Sep 25, 2015 | Sufism

rocks-and-flowersI received this question from one of our community members the other day, and I thought it would be a great one to explore this week.

When to use compassion, when to employ “tough love” – are they mutually exclusive?

I posed the question to a few of our faculty members, and here’s a response from Rahim Jeff Bronner, expert on Life Purpose, Fulfillment and Relationships:

“Good question. I always start with compassion, and I stay with that until I start to get annoyed or it starts to feel like enough. There is a line where it switches from compassion into co-dependence and that’s usually a good indicator for me that it’s time to switch. As far as tough love, I’m terrible at it! But I do think about being straight, being honest, holding a boundary so someone will grow beyond unhealthy behavior.”

I’ve been watching our guide, Sidi, for years now. Sometimes he is delivering the teachings with soft compassion and even humor. Sometimes, he gets pretty strong with us. Like Rahim said – enough already!

Sidi seems to know when to make that switch. But when he speaks even in the strong tone, I still feel like he is delivering love – he is straight, honest and holds the boundary so we can grow beyond our own limitations.

I believe the key is that he always holds our hearts as beings of light – our truth of Love and Mercy – and speaks “tough love” to the voices that we carry that keep us from knowing that truth. He speaks strongly to help us break our attachments to the pictures and voices that keep us believing we are separate from God’s Love.
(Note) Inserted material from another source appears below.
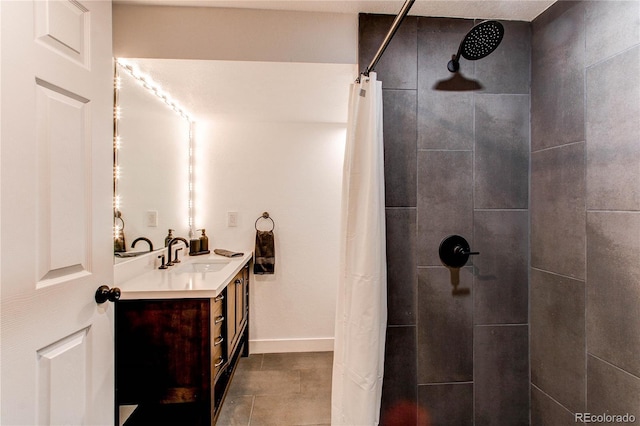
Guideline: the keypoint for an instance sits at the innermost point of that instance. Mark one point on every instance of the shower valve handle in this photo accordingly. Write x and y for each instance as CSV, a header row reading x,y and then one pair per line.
x,y
462,250
454,251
For us possibly less-polished humans, I think the question to ask ourselves is, “Who am I speaking to?” We always want to speak to each other with love and compassion. There is goodness in everyone – the Light of Allah in every heart. We need to be respectful of that Light and reflect it for each other no matter what shows up for us – like holding up the mirror to reflect back the light so those we are speaking to can see it for themselves.

Like Rahim said – when we feel ourselves going down that path that feels annoying or uncomfortable, there’s a good chance we’re dialoging with the voices and going into co-dependence rather than staying with the heart. The voices feel “annoying” – they take us away from love – but the heart is pure Love!